Os que vivem de salário ou de aposentadorias baratas; os que lutam pelo almoço para garantir o jantar, ou os que ficam com as sobras das alegrias de uns poucos, sabem muito bem do que estamos falando. No entanto, é preciso refletir, e essa reflexão
nasce quando nos afastamos do epicentro do turbilhão societário e nos dedicamos a enfrentar o mosaico do cotidiano e organizar os nossos pensamentos e convicções, sem radicalidades, pois é preciso, em qualquer análise de situação, estarmos abertos a todos os recortes da realidade e termos a certeza de que, mesmo assim, alguns nos escaparão.
O “Bicho” está pegando! Como aquele monstro bíblico do Apocalipse, que arrancou parte das estrelas do firmamento, o Congresso Nacional, na sua formação heterodoxa e cruel, escolhido pelo voto do povo no “tonteio” dos embates entre partidos políticos oportunistas, quer comer o Orçamento da República através de emendas impositivas, que travarão qualquer condução política da gestão de um governo que precisa ser para todos. Eles querem o orçamento para si. Não se trata de levar o dinheiro para casa, como acontece nos furtos ou assaltos a bancos, mas levar o orçamento para seus moinhos, seus redutos eleitorais nem sempre claros e transparentes, para investimentos nem sempre necessários e urgentes.

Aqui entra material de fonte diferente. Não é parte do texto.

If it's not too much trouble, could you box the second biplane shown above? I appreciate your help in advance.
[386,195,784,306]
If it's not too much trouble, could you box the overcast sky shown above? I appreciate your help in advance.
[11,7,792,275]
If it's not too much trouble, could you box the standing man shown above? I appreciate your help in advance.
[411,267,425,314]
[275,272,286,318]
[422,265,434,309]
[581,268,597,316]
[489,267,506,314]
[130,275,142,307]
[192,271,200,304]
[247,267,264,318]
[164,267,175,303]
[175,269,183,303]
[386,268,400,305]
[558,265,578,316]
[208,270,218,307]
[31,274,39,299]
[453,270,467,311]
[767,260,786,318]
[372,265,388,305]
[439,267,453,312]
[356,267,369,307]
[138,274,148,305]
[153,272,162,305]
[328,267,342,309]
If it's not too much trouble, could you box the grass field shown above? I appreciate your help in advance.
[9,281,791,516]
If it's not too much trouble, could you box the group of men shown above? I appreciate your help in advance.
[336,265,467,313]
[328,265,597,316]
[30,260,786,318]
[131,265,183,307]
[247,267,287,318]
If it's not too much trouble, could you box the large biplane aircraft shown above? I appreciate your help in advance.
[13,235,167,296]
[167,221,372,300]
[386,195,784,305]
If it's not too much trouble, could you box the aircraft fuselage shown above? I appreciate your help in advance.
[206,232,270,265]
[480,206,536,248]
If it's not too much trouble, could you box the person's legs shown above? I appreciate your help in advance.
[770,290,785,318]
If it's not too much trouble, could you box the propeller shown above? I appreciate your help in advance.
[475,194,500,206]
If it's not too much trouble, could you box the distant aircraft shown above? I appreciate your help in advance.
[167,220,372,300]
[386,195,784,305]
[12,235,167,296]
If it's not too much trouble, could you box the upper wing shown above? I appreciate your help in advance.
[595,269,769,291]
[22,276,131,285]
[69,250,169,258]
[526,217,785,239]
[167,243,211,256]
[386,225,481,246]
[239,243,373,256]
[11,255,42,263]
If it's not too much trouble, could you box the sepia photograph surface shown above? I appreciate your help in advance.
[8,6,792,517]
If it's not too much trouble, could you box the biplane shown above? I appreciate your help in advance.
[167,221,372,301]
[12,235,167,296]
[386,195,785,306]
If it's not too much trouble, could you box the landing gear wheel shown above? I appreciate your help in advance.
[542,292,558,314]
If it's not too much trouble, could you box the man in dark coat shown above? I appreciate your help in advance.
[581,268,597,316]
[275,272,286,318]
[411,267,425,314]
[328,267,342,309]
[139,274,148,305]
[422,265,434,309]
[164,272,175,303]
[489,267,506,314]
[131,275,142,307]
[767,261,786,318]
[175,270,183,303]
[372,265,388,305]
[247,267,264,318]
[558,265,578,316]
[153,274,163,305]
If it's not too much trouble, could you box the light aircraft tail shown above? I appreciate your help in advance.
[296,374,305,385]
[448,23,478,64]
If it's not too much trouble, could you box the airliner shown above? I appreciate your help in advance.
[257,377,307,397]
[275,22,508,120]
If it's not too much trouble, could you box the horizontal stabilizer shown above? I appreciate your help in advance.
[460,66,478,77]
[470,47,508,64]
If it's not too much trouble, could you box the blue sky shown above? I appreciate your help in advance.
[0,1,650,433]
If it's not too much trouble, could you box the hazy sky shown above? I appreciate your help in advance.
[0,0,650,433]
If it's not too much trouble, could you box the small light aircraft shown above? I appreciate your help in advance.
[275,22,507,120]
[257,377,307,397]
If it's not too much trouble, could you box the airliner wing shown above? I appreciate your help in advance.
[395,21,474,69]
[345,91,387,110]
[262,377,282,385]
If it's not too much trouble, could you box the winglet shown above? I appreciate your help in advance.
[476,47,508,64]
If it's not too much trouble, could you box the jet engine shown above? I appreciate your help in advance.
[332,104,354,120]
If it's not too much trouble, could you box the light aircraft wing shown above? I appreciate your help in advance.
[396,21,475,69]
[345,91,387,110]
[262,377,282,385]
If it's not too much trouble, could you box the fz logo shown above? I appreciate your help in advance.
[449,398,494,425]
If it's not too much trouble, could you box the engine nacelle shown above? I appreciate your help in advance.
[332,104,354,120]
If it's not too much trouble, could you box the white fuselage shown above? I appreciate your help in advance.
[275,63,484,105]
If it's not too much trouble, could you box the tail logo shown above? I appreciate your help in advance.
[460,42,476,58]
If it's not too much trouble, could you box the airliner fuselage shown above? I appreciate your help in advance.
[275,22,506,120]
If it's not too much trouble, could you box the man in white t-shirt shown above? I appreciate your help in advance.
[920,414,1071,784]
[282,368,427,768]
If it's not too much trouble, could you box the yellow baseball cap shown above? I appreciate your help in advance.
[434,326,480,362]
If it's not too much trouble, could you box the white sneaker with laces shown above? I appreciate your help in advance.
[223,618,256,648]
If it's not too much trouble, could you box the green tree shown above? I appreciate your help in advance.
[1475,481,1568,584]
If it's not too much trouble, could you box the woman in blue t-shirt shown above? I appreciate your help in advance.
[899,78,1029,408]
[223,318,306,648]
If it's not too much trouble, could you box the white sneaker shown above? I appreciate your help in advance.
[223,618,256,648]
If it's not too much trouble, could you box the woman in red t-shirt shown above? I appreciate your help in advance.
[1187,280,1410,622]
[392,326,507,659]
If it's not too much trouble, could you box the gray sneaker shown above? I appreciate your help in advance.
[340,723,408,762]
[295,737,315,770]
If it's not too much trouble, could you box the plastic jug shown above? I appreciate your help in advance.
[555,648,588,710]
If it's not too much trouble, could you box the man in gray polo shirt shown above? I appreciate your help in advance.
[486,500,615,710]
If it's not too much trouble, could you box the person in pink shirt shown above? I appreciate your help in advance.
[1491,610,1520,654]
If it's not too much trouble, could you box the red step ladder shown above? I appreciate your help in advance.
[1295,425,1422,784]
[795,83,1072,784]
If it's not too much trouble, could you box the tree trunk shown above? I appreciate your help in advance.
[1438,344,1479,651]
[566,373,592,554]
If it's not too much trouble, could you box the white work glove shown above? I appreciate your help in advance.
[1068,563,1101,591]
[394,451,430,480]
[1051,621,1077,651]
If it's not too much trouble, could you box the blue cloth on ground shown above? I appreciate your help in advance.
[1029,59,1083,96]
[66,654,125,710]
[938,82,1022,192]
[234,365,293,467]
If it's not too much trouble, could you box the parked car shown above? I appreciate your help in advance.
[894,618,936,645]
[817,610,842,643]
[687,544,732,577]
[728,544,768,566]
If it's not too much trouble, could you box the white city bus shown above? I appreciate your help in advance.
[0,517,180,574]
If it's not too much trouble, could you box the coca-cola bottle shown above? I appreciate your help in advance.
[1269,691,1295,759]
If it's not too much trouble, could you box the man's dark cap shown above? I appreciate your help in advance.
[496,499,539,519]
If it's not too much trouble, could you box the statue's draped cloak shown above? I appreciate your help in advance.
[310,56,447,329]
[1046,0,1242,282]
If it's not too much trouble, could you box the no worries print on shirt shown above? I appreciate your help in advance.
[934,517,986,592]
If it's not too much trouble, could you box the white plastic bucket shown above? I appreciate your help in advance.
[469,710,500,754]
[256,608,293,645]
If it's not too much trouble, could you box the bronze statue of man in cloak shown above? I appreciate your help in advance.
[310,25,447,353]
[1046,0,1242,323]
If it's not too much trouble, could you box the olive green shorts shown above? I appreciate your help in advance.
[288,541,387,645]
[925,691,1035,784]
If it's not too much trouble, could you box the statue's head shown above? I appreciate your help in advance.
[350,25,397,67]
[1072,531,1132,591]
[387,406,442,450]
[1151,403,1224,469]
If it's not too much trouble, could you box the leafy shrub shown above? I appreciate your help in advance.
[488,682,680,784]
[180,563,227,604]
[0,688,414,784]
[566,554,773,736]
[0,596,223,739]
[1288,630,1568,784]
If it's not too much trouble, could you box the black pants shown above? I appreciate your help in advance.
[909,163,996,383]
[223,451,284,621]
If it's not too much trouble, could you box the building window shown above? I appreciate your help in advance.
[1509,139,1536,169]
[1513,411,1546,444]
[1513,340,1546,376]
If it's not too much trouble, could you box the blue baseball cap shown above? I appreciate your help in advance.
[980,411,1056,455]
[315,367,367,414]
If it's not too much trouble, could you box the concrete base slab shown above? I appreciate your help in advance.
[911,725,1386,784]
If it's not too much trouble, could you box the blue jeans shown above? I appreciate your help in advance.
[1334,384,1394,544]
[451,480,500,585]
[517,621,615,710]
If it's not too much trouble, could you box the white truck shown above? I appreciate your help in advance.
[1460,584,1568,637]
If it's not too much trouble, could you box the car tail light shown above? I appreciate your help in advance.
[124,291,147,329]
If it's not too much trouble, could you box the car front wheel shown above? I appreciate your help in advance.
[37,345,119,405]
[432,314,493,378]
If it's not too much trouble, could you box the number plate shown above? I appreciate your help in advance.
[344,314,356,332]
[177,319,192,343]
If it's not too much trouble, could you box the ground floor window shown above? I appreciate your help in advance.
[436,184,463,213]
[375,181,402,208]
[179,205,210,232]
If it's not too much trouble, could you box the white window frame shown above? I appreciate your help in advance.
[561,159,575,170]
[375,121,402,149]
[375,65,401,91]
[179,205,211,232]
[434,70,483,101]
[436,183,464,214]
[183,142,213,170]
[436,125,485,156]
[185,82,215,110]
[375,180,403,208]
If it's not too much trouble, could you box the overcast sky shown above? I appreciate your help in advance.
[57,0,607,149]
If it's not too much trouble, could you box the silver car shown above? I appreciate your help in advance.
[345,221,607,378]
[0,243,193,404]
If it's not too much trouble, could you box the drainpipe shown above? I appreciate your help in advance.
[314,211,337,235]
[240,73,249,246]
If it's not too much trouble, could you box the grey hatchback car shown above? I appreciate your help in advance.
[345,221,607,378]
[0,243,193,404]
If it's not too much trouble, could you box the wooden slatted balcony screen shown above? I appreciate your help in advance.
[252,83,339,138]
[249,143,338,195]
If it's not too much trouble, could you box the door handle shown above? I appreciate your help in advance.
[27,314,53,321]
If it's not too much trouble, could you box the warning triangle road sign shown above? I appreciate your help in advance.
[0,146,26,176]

Tudo isso, para poder garantir, com mesquinhez, a renovação dos seus mandatos, a alimentação dos lobbies indecentes, que defendem interesses personalísticos e rondam os corredores de Brasília; promover a cizânia entre grupos sociais e o poder e garantir, assim, a permanência dos privilégios, que bem conhecemos: desonerações, sonegações, postergações e tantas outras ações, que, pelo inusitado, pela invencionice e pela desfaçatez, já ganha-
ram até um nome eufemístico: “jabutis”, que sobem em árvores frondosas. E o pior, já temos até bancadas defendendo o “direito divino” de certos líderes religiosos, em transações controversas, a não darem a César o que é de César e a Deus o que é de Deus.
No fogo cruzado das acusações, descobrimos que não vivemos no melhor ou no pior dos mundos. A onda que sacode a contemporaneidade é bem maior até que as provocadas pelos tsunamis pontuais que conhecemos. É geracional, manifesta e insidiosa de um mundo cansado de lutar contra si mesmo, contra a maldade, as desigualdades e as fraquezas de caráter que nos levaram à renúncia da perseguição da ética, da alteridade e da bondade. Despidos ou desanimados dessas vontades, restou-nos a volta aos velhos fantasmas que pensávamos ter destruído: o nazifascismo, a crueldade com os semelhantes, a violência desarrazoada contra tudo e contra todos, o narcisismo e o individualismo, que fazem de nós mesmos vítimas e algozes armados pelos algoritmos nas redes sociais, encurralados nos guetos místicos e ideológicos. O que dizer de tudo isso? “A luta continua”! A vita activa está bem ali, mesmo que os nossos olhos não a vejam e nossas mãos não consigam acessá-la!
(*) Walmir de Albuquerque Barbosa é jornalista profissional, graduado pela Universidade Federal do Amazonas (Ufam), doutor em Ciências da Comunicação, pela Universidade de São Paulo, e professor emérito da Ufam.